While the Ocho Rios and Yaaman Adventure Park facilities in St Ann resumed operations in early November, the facilities were constrained with lower visitor traffic and were opened only on cruise ship days and select hotel reservation days. Its operation at Moon Palace Jamaica in Ocho Rios, St Ann remained temporarily closed up to the publication of the annual report.
Dolphin Cove’s prior disclosure notices on its delayed financials revealed that it had an internal reorganisation, and optimised its payroll after the hurricane to align with its current operating levels.

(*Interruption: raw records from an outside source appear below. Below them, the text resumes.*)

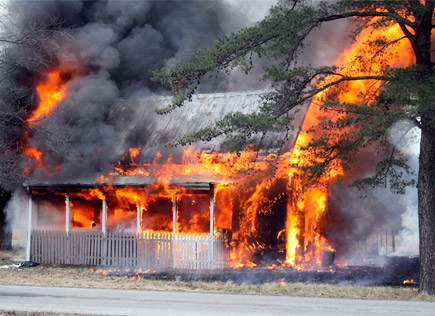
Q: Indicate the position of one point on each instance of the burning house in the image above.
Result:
(166, 213)
(116, 196)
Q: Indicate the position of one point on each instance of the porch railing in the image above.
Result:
(121, 249)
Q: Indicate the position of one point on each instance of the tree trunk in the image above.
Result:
(426, 209)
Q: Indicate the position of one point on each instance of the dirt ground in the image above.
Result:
(73, 276)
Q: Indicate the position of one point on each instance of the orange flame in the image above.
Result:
(50, 92)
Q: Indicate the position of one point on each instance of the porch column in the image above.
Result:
(104, 217)
(211, 211)
(211, 226)
(174, 214)
(67, 214)
(138, 216)
(29, 227)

“As a result of the hurricane, certain park operations were temporarily suspended, adversely affecting visitor volumes, revenues, and operating cash flows during the affected period,” DCOVE stated on the Melissa impact.
A closer review showed that Dolphin Cove’s Q4 operating loss before impairment provisions moved from US$92,987 to US$2.02 million as it had to pay to maintain its ongoing operations.
The last time Dolphin Cove had a full-year loss was in 2020 when the COVID-19 pandemic shuttered operations and decreased tourist arrivals to Jamaica.
“Although the hurricane negatively affected short-term operations and liquidity, management expects the group’s operations, visitor volumes, and cash flows to continue recovering throughout 2026, supported by the projected normalisation of tourism activity, continued cruise operations, the reopening of hotels, and ongoing operational recovery efforts,” DCOVE’s financials stated.
Despite those developments, Dolphin Cove remains stable as it focuses on recovering from the aftermath of the hurricane. Its consolidated asset base declined 11 per cent to US$33.34 million ($5.27 billion) in 2025 as it sold some animals (live assets) and reduced its balances against related parties. While total liabilities declined seven per cent to US$6.10 million, it received a moratorium from Sagicor Bank Jamaica Limited while reducing its overall debt balance. Shareholders’ equity decreased 12 per cent to US$27.24 million.
DCOVE declined 35 per cent in 2025 due to the bankruptcy proceedings. It remains down 16 per cent in 2026 with a share price of $10.04 and a market capitalisation of $3.94 billion as of Tuesday. DCOVE’s Company Secretary Rhonda A Goodison resigned on April 21 and was replaced by Tracy K Campbell. The company anticipates that it will publish its first-quarter report, ending March 31, by June 5.